<> Books Read - 2000 <>


Last modified: Sunday, 14 August, 2016
 

+ My recent, current, and forthcoming reading is covered elsewhere, here's what I read in 2000:

* Terry Pratchett: Maskerade

Pretty much what you'd expect from a Discworld version of the Phantom of the Opera. More easy going and less barbed than Pratchett can be, this entry in the series is an undemandingly entertaining read featuring Granny & Nanny as the major characters.

* Chris Tarrant: Rebel Rebel

A survey of a quarter of a century of teenage rebellion from James Dean to punk rock.  Particularly interesting in dealing with the fifties and early sixties when Tarrant was himself a teenager and can give the inside view alongside the historical perspective. As a teenager myself in the seventies it's obvious that Tarrant observed us from the outside rather than living along with us.  The many, well-chosen, photographs capture the moods of the times accurately.

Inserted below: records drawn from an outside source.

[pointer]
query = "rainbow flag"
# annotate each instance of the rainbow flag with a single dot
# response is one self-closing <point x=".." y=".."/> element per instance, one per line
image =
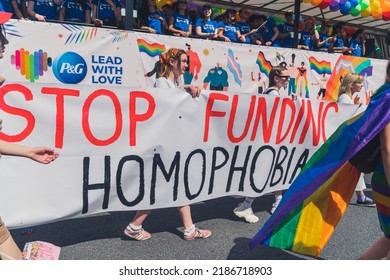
<point x="320" y="66"/>
<point x="319" y="196"/>
<point x="279" y="56"/>
<point x="264" y="65"/>
<point x="152" y="50"/>
<point x="234" y="67"/>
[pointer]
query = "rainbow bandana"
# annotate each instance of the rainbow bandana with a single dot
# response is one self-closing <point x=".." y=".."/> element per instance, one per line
<point x="318" y="197"/>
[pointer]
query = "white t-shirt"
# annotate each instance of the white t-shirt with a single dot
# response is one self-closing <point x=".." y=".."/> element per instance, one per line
<point x="163" y="82"/>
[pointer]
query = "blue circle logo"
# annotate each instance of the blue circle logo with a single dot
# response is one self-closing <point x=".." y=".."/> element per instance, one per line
<point x="69" y="68"/>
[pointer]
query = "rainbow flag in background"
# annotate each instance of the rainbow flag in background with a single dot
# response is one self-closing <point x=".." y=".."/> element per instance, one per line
<point x="264" y="65"/>
<point x="320" y="66"/>
<point x="318" y="197"/>
<point x="279" y="56"/>
<point x="154" y="49"/>
<point x="234" y="67"/>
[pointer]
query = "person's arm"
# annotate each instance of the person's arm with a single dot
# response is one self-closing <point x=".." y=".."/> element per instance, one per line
<point x="385" y="150"/>
<point x="61" y="14"/>
<point x="32" y="13"/>
<point x="223" y="37"/>
<point x="39" y="154"/>
<point x="16" y="10"/>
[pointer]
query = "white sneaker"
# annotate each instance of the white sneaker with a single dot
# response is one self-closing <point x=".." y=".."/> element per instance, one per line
<point x="275" y="205"/>
<point x="247" y="214"/>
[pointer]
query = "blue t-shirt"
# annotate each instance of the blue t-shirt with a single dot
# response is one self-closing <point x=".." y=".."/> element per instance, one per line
<point x="307" y="39"/>
<point x="74" y="10"/>
<point x="217" y="77"/>
<point x="210" y="26"/>
<point x="181" y="22"/>
<point x="358" y="47"/>
<point x="269" y="32"/>
<point x="229" y="30"/>
<point x="104" y="10"/>
<point x="285" y="28"/>
<point x="154" y="22"/>
<point x="46" y="8"/>
<point x="244" y="29"/>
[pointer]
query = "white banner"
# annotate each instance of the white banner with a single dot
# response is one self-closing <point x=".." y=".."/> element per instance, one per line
<point x="126" y="146"/>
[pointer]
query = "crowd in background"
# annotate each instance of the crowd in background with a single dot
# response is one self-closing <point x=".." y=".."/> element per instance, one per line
<point x="178" y="19"/>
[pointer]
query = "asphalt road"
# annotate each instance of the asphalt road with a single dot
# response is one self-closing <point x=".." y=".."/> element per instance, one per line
<point x="101" y="237"/>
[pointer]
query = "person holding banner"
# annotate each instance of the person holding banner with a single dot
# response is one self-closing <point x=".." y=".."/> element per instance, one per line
<point x="179" y="23"/>
<point x="357" y="43"/>
<point x="151" y="19"/>
<point x="352" y="83"/>
<point x="174" y="63"/>
<point x="228" y="30"/>
<point x="322" y="190"/>
<point x="278" y="78"/>
<point x="45" y="155"/>
<point x="205" y="27"/>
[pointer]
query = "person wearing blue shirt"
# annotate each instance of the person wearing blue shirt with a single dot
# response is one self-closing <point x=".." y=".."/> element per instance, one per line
<point x="106" y="12"/>
<point x="43" y="10"/>
<point x="308" y="34"/>
<point x="228" y="30"/>
<point x="257" y="23"/>
<point x="205" y="27"/>
<point x="324" y="40"/>
<point x="75" y="11"/>
<point x="357" y="43"/>
<point x="286" y="30"/>
<point x="12" y="6"/>
<point x="151" y="19"/>
<point x="179" y="22"/>
<point x="271" y="36"/>
<point x="243" y="26"/>
<point x="217" y="77"/>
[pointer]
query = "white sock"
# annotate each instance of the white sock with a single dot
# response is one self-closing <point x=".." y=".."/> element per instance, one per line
<point x="189" y="230"/>
<point x="248" y="202"/>
<point x="134" y="227"/>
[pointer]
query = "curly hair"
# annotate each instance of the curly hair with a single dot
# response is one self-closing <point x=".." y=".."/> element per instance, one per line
<point x="172" y="53"/>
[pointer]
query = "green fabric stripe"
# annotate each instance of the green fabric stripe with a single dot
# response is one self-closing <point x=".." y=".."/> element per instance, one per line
<point x="284" y="234"/>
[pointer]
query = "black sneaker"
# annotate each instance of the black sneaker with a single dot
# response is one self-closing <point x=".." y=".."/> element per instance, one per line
<point x="366" y="202"/>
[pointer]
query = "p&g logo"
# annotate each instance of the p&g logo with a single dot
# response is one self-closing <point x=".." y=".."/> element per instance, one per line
<point x="69" y="68"/>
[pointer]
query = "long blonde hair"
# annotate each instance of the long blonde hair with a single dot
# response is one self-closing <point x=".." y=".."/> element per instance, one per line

* Graham Bleathman: Thunderbirds FAB Cross Sections

Strictly of interest to fans of the 1960s Gerry Anderson puppet shows, this book shows more detail than most would want to know about the internals of the machines and home bases of International Rescue.  I loved it!

* Peter Whitfield: Mapping the World

Illustrated with maps from the Classical period to the 19th Century, this book tells the  warts-and-all story of European exploration of the globe that has (for better or worse) shaped the modern world.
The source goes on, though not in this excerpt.